Segundo o quadrinista, a história da Tiodora faz pensar em outras estratégias dessa população negra para conseguir melhores condições de vida, como é o caso da escrita. Outros escravizados daquele período se valeram de cartas como meio para reivindicar suas necessidades.
Autor
Marcelo D’Salete é um dos mais premiados quadrinistas brasileiros da atualidade. Vencedor do Eisner em 2018, por “Cumbe”; do Rudolph Dirks, do Jabuti e do HQ Mix, entre outros, por “Angola Janga”. Formado em artes plásticas e mestre em história da arte, é também professor e ilustrador.
Maringaense
O 65º Prêmio Jabuti também tem um maringaense concorrendo na categoria Biografia e Reportagem: o jornalista e escritor Laurentino Gomes, com “Escravidão: da independência do Brasil à Lei Áurea” (ed. Globo Livros). Ele pode vencer pelo segundo ano consecutivo, pois levou o troféu em 2022 pelo volume 2 dessa trilogia.

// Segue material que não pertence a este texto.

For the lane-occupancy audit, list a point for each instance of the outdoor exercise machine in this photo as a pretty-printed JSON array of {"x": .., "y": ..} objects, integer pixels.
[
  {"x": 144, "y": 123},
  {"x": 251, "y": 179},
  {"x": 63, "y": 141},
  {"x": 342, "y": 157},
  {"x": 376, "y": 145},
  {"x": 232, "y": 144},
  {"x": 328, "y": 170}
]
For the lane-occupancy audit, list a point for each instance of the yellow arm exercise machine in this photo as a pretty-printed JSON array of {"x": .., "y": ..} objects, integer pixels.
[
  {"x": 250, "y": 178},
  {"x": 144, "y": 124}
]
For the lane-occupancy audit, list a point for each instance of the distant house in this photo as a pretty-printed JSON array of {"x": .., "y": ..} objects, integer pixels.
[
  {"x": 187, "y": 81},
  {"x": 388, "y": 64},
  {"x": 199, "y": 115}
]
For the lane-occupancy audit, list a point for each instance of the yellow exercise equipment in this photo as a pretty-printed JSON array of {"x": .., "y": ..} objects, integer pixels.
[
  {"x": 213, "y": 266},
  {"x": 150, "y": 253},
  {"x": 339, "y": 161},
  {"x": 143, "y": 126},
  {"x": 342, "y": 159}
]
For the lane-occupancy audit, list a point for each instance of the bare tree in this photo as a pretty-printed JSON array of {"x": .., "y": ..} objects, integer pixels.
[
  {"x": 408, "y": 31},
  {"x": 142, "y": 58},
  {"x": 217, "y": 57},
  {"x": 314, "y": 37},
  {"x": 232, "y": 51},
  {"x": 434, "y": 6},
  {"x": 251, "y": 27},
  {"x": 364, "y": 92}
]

De certa forma, tem proximidade com Marcelo D’Salete, já que ambos transitam pelo mesmo período histórico brasileiro. O último livro da trilogia “Escravidão” é dedicado ao século XIX; à Independência; ao Primeiro e ao Segundo Reinados; ao movimento abolicionista, que resultou na Lei Áurea de 13 de maio de 1888; e ao legado da escravidão, que ainda hoje emperra a caminhada dos brasileiros em direção ao futuro.